ITV’s only shared activity with the BBC — until recently — has been broadcasting the final of the football World Cup. And the commercial TV group has tended to come out of it badly. Even in 1966, when England’s victory drew a peak 32m UK viewers, only 4m watched on ITV and its climactic commentary — Hugh Johns’ “That’s it!”, rather than Kenneth Wolstenholme’s “They think it’s all over . . . it is now” — went largely unheard internationally. By contrast, the American football Super Bowl has boasted global audiences of more than 150m. So, Wednesday’s news that ITV is teaming up with the BBC to compete with another US media phenomenon — video streaming service Netflix — would not appear to promise much.

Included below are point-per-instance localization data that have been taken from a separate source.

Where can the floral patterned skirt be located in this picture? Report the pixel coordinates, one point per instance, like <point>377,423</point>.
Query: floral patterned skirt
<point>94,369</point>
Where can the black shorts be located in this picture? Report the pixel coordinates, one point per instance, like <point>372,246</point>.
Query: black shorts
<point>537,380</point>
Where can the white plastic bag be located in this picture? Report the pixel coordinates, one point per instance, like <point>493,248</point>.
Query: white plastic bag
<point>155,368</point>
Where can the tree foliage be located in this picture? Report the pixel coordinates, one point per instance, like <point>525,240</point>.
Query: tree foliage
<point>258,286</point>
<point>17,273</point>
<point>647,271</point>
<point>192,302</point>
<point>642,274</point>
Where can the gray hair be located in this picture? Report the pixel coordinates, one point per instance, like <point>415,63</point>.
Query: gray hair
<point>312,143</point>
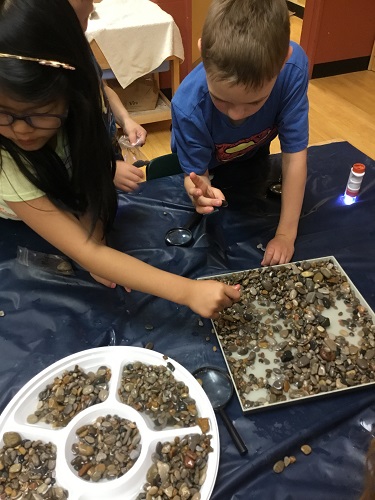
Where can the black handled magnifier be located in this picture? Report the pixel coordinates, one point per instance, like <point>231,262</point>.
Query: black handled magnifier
<point>183,236</point>
<point>219,389</point>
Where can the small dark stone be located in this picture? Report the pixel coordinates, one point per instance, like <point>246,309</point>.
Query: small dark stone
<point>286,356</point>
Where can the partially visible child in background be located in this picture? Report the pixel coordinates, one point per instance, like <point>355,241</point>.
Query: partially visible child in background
<point>56,158</point>
<point>127,175</point>
<point>251,87</point>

In fact, the new ITV-BBC subscription video service — called BritBox — can currently only promise more cuts to already falling earnings. ITV said its 2018 adjusted earnings per share were down 4 per cent, as a 5 per cent rise in profit at its Studios production unit was wiped out by a 7 per cent fall at its broadcast and online operations. Net investment in BritBox of £25m this year and £40m next — to make original shows and acquire viewers — will now knock another 3-4 per cent off 2019’s earnings, analysts reckon, and 5 per cent off 2020’s.
ITV has no choice but to invest, though, as it tries to reinvent the old advertising revenue model — which commentators think is all over — and compete with US subscription rivals.
However, some doubt that spending only £65m over the next two years will really level the playing field. Industry estimates suggest Netflix has a global production budget of $13bn and 10m UK subscribers. ITV’s 2019 budget of £25m would only fund a quarter of the Netflix drama series The Crown: just 2.5 hours’ worth. Without World Cup penalty shoot-outs to absorb them, ITV viewers might want more for £5 a month, assuming the BritBox price is pitched below Netflix’s. Pundits tended to agree that “with a relatively thin initial investment, the service will inevitably begin as being Netflix-lite”.
But that, in many ways, is an advantage. With ITV and the BBC playing catch-up, UK competition regulators cannot cry foul over too much home-team dominance, as they did 10 years ago. ITV’s content budget can also afford to be lower — and its net debt kept below 1.5 times earnings — as it has huge archives of its own shows to put on BritBox at no cost. And ITV already has paying viewers on side: 265,000 now subscribe to its ad-free Hub+ service.
If BritBox looks like a winner, it may be time for the commentary to change. ITV’s Studios revenue is rising, its total advertising revenue was up 1 per cent last year and — tellingly — its viewing figures across all devices rose 3 per cent, to 17.1bn hours, in 2018. Barclays’ analyst noted that: “the market bearish view is based mostly on declining consumption especially among young adults . . . this is not happening yet”. Or, in other words: they think it’s all over . . . it isn’t now.
M&S: bared necessities
Marks and Spencer’s food business is practised in dressing up the bare necessities of life and charging a premium, writes Kate Burgess. The retailer is doing the same with its joint venture with Ocado. The £750m price for half of Ocado’s delivery division is high-end, and is being funded through a dilutive rights issue. It also dresses up two necessities for M&S: first, to come up with a strategy for selling its goods online; second, to hack its dividend.
The strategy should work as long as the JV can persuade Ocado users they are not Waitrose customers at heart and they can still fill their trolleys with all the basics. The hope is that it gains more shoppers through M&S than it loses. But about 40 per cent of M&S customers visit its food halls to pick up a sandwich or a ready-meal. It must work on broadening its product range as well as its footprint. Still, at least M&S’s top team no longer looks like a colony of rabbits in the headlights of online freight. About time.
About time, too, for the company to stop shelling out nearly 19p a share in dividends. They are covered only 1.3 times by slow-growing earnings. On a yield of 6-plus per cent, M&S’s payout looked vulnerable.
A 10 per cent fall in the shares seems paltry against the 40 per cent cut to investors’ income — back to where it was more than a decade ago. However, the deal is not retrogressive. It puts M&S on the front foot. The market is right to reward M&S for turning the bare necessities of life into a groove.
Interserve’s revised debt-for-equity swap still leaves shareholders all-but-wiped out: ending up with only 5 per cent of a deleveraged outsourcing business rather than 2.5 per cent. Apparently, US hedge fund Coltrane is the most aggrieved, not least at the fees being paid to the same advisers who sapped Carillion’s cash. It is a fair point. But perhaps one not best made by a firm that bet on Carillion’s collapse.